Genetic red blood cell disorders—resulting in abnormalities in the function, structure, or production of red blood cells—can cause anemia. Worldwide, approximately 11 percent of anemia is attributable to genetic red blood cell disorders, including the thalassemias and thalassemia trait, sickle cell disorders and sickle cell trait, glucose-6-phosphate deficiency (G6PD), other hemoglobinopathies and hemolytic anemias (Kassebaum and GBD 2013 Anemia Collaborators 2016), and Krüppel-like factor 1 variants (Perkins et al. 2016). All populations have genetic red blood cell disorders, but their contribution to the prevalence of anemia varies greatly both between and within different countries, even across small geographical distances (Kassebaum et al. 2014; Williams and Weatherall 2012). The highest instances are found in populations in or originating from Africa, the Middle East, and Asia. By different mechanisms, sickle cell disease, hemolytic anemias, and G6PD deficiency increase the destruction of red blood cells; while the thalassemias produce ineffective red blood cells, as well as a shorter red blood cell lifespan (Beutler 1996; WHO 2011).
Genetic red blood cell disorders are non-modifiable risk factors for anemia, but progress toward prevention and management of the thalassemias is reasonably well advanced in several countries in Asia (Fucharoen and Weatherall 2016). In many countries, the expertise and facilities for the control of genetic red blood cell disorders are extremely limited, but partnerships are being developed to improve control and treatment (Weatherall 2008; Fucharoen and Weatherall 2016).

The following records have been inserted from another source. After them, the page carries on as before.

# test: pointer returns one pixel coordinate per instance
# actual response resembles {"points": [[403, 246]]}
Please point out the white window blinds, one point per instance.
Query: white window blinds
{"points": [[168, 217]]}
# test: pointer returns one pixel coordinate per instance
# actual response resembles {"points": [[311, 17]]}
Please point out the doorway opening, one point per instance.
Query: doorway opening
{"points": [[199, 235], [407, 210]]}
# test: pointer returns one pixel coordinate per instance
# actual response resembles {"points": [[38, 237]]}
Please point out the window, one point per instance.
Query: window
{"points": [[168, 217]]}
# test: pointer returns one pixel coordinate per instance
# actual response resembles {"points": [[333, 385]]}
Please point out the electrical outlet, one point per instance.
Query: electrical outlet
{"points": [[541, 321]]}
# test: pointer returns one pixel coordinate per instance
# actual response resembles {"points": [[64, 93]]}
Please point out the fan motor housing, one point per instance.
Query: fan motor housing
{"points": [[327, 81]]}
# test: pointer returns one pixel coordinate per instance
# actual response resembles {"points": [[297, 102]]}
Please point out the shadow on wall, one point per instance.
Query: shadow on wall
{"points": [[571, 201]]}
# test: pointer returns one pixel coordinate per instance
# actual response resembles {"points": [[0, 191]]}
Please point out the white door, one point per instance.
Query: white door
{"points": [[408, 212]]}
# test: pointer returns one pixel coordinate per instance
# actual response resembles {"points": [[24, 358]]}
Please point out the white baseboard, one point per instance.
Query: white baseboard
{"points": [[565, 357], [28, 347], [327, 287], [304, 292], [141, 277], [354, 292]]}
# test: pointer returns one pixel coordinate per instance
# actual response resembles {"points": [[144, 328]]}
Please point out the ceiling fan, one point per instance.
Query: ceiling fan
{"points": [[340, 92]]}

How are genetic red blood cell disorders categorized?
Criteria for what constitutes a public health problem for genetic red blood cell disorders have not been established.
How are genetic red blood cell disorders measured?
DNA analysis is used to diagnosis genetic red blood cell disorders, but the current expense of DNA sequencing limits the use of this approach in population surveys (Perkins et al. 2016). At present, most population studies of genetic red blood cell disorders rely on phenotypic screening. For the thalassemias, the most common methods use identification of individuals with unusual red blood cell indices, followed by further analysis of abnormal samples by hemoglobin electrophoresis or high-performance liquid chromatography (HPLC) (Weatherall et al. 2006). Osmotic fragility testing is a low-cost way to screen for the beta thalassemia trait, but it must be used with caution because the sensitivity may be limited by interactions with the carrier states for alpha thalassaemia, G6PD deficiency, and Southeast Asian Ovalocytosis (Penman, Gupta, and Weatherall 2014). Many hemoglobinopathies, including sickle hemoglobin (Hb S) disorders, Hb E, Hb C, and others, can also be identified by hemoglobin electrophoresis or HPLC. Enzyme testing is typically used to diagnose G6DP deficiency; a G6PD rapid diagnostic test is also available for use in the field (Espino et al. 2016).
Where can we get these data?
Most commonly administered population-based surveys do not collect or analyze information related to screening or diagnosing genetic red blood cell disorders. In recent years, however, the National Micronutrient Survey has started collecting information related to genetic red blood cell disorders, specifically in countries where these conditions are thought to be common.
Other resources are also available: The Gene database engine from the National Library of Medicine provides detailed information about all the disorders, including genetic basis, clinical condition, and prevalence in various populations. The International Genome Sample Resource, previously the 1000 Genomes Project, is an important source for data on variations in populations; the Ensembl genome browser can be used to search for genetic variation data; or the Frequency of Inherited Disorders database has information on the frequency of genetic variations across the world. However, you may need the services of a genetic epidemiologist to understand some of these data.
- Quantifying the contribution of genetic variants to anemia remains a challenge within the realm of public health because genes are expressed in many ways, and the expression can be modified by other factors like environment and diet.
- More information on the contribution of genetic red blood cell disorders to anemia may be helpful when setting targets to reduce anemia.
Interventions that address genetic red blood cell disorders
- Counseling and management of genetic blood disorders.